10 mai Cependant, dans son discours d'Orléans, que je me suis depuis lors procuré, le ministre a cité le nom de Péguy mais n'a pas cité Charles Péguy. Il n'aura donc pas à répondre sur le plan de la mystique à son propos politique, ni d'ailleurs répondre sur le plan de la politique à la question mystique de Pasolini : « Qu'est-ce que la culture d'une nation ? ». « Sa mystique », répondrait Péguy.

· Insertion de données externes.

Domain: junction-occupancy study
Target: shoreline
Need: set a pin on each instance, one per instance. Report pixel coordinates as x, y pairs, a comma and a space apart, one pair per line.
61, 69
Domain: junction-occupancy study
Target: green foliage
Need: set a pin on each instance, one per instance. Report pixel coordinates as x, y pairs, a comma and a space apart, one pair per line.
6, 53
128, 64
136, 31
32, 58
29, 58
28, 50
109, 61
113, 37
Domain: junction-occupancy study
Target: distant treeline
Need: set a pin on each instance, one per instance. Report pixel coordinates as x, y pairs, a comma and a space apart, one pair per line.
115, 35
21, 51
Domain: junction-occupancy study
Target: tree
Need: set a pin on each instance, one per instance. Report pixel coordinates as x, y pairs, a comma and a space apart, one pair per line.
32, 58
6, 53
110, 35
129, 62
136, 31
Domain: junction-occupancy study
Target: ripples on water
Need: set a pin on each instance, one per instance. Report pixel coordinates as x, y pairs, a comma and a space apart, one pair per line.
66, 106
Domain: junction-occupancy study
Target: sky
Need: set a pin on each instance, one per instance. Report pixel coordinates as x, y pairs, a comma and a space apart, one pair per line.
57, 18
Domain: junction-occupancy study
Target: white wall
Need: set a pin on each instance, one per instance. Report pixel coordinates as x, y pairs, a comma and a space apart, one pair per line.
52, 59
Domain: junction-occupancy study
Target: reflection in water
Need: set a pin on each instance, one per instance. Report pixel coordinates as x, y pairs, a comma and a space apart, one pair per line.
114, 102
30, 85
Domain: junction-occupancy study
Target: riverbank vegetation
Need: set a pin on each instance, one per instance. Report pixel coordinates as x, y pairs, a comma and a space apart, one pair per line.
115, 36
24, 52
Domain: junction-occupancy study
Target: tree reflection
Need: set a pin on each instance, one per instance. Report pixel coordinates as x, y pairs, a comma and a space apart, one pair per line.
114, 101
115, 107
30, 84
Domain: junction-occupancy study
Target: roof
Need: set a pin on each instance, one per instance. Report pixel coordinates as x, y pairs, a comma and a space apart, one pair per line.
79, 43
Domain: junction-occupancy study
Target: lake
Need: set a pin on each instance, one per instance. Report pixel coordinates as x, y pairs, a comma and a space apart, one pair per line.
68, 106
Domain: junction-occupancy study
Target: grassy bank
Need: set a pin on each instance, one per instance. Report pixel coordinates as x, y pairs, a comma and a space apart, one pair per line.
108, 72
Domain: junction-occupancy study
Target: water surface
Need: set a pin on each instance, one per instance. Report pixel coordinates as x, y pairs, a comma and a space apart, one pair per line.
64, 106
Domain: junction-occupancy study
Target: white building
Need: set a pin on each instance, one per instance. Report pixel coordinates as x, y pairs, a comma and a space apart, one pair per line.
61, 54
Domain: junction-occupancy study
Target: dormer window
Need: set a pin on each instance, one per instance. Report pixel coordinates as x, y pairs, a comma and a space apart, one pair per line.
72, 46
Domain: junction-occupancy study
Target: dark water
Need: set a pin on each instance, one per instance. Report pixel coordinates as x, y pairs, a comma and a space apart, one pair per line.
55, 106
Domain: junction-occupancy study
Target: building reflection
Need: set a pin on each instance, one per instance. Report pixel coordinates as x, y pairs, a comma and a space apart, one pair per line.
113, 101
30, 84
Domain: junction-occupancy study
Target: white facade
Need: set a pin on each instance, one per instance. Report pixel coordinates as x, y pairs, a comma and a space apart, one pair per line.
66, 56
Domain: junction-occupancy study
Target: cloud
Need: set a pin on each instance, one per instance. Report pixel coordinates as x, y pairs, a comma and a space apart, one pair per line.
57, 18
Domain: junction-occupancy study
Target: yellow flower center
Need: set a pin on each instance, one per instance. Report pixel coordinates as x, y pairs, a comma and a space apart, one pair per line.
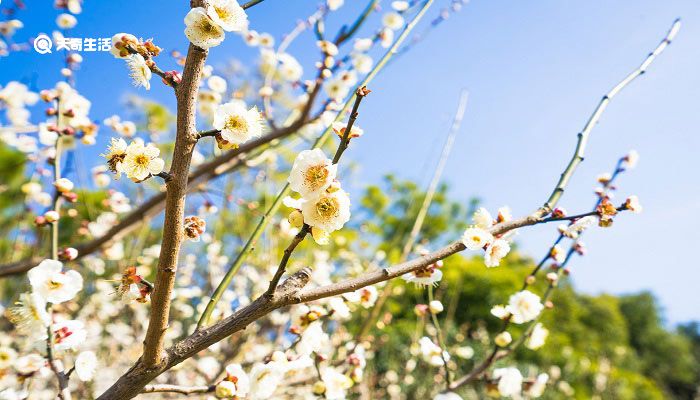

Puisque on nous offre Jeanne d'Arc comme figure culturelle et mystique de la nation française, examinons quelle serait cette figure aujourd'hui, qui, à l'évidence, n'est plus celle de Péguy, dans une France qui n'est pas l'Italie de Pasolini. Quelle figure montre Jeanne en 2016 ? Admettons tout d'abord que Jeanne libère les contraintes liées au genre. On la dit vierge. Soit ! La dire vierge, c'est aussi ne pas révéler sa sexualité. La dire vierge, c'est aussi laisser sa sexualité en dehors de son action, sa sexualité et son genre. Les détracteurs du mythe ne s'y sont pas trompés, qui l'ont dit femme, qui l'ont dit homme, qui l'ont dit hermaphrodite, qui l'ont dit violée, qui l'ont dit pécheresse, qui l'ont dit mariée... Et les fanatiques ne s'y sont pas trompés non plus qui l'ont dit ange, surhumaine, extraterrestre. Dans la France de 2016, on peut tranquillement, paisiblement admettre que Jeanne d'Arc est une figure trans-genre et le revendiquer sans sarcasme, sans volonté de blasphème, seulement parce que c'est évident.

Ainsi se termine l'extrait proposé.